I consider that one of the most topical and weighty questions facing the monarchical institution in Spain today -and also in other nations that contemplate this figure- is whetheror not the person of the king should have the right to object to the performance of a due act. We live in times of parliamentary monarchies, where, unlike absolute or constitutional monarchies, the king has no effective power or decision-making capacity that produces legal effects in the constitutional order. In Spain we face a problem of an anachronistic nature, because in addition to other functions that are preserved by the weight of historical tradition, it corresponds to the monarch the sanction and promulgation of the laws issued by the parliament. This problem lies in the fact that the king must carry out this sanction and promulgation despite not having any legislative power or initiative subject , so it is a function that has lost its purpose. As a result of this status there have been important constitutional crises, such as the one that occurred in Belgium in 1990 due to the civil service examination of King Baudouin to sign the law decriminalizing abortion. Since the right of the king to conscientious objection was not provided for in Belgian law, he had to resort to a temporary disqualification, during which time the corresponding formalities of the law were carried out.
Problems such as this lead to the discussion of whether or not the king should have the right to conscientious objection, recognized in article 30.2 of the Constitution, which consists of the freedom of a subject to object to the fulfillment of a legal duty because it is contrary to his personal convictions. In my opinion, the person of the monarch should be able to object to performing due acts if they are not in accordance with his principles. To prevent this internship from being abused, it should be subject to the same requirements under which a citizen can object, since conscientious objection is not a subjective privilege that makes it possible to violate the rules of the legal system arbitrarily. On the contrary, it is a basic right whose purpose is to prevent people from being forced to act against the most valuable thing they have: their conscience. Similarly, it is important to emphasize that conscientious objection has been built as a right whose exercise has a collective background, since only those that are linked to a common belief or conviction, shared by a certain group of people, are recognized as valid causes of objection (for example, the objection of pacifists to be enlisted in the army or that of some doctors to perform an abortion or euthanasia).
It cannot be said that a State is democratic and governed by the rule of law if it does not include in its legal system the recognition of the right of citizens to conscientious objection. I think that this right is transferable to the king, since, with the rationalization of the monarchy, the functions he nominally holds have been emptied of the content they historically had, so it would not be a constitutional crisis for the king to object to perform a due act if it is contrary to his personal convictions, because in the internship he has no power of decision and his action has a more formal and symbolic than effective nature. Likewise, the function of being a symbol of unity and permanence of the State is not undermined if the king is allowed to excuse himself from any of his concrete obligations because they are incompatible with what his conscience dictates. In fact, exactly the opposite is true, for how can one speak of the unity and permanence of a State when the actions of its highest representative are dissociated from its own value system?

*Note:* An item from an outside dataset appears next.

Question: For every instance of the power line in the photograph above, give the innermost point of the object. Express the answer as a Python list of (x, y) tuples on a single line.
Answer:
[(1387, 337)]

An argument that is often made is that the king should be neutral, since his function is to represent and be a symbol of the whole nation, so that objecting to the performance of an act due to him would mean expressing his biased position with respect to a certain subject. However, I maintain that there are certain issues of such importance that, in spite of having today a strong ideological and political charge, they transcend these planes; this implies that the decision taken in relation to one of them does not intrinsically have a determined orientation in the political spectrum, no matter how much externally one may try to give it one. To illuminate this by way of an example, we can think again of the topic that caused the constitutional crisis in Belgium to which I referred earlier: abortion. It is a controversial topic that as such is not linked to a particular political orientation, but, on the internship, its defense is often associated with the left; therefore, the king would be attributed to be "right-wing" if he opposes signing a law decriminalizing it. I think this is wrong, because the position taken on such a sensitive topic does not have to be decisive to determine the political party or sector for which one feels sympathy. And it is precisely these issues that transcend the political level (since they are of such importance that they are directly linked to the conscience of a person and not to his or her political membership ) that coincide with those on which a citizen can invoke the right to conscientious objection, so there would not be a problem in this sense; that is, political neutrality would not be lost.
From what has been said so far, I conclude that the king should have the right to conscientious objection, since in this way he is recognized as equal on the ontological level with respect to citizens, and forcing him to act against his conscience would be an attack on the dignity that corresponds to him as a person.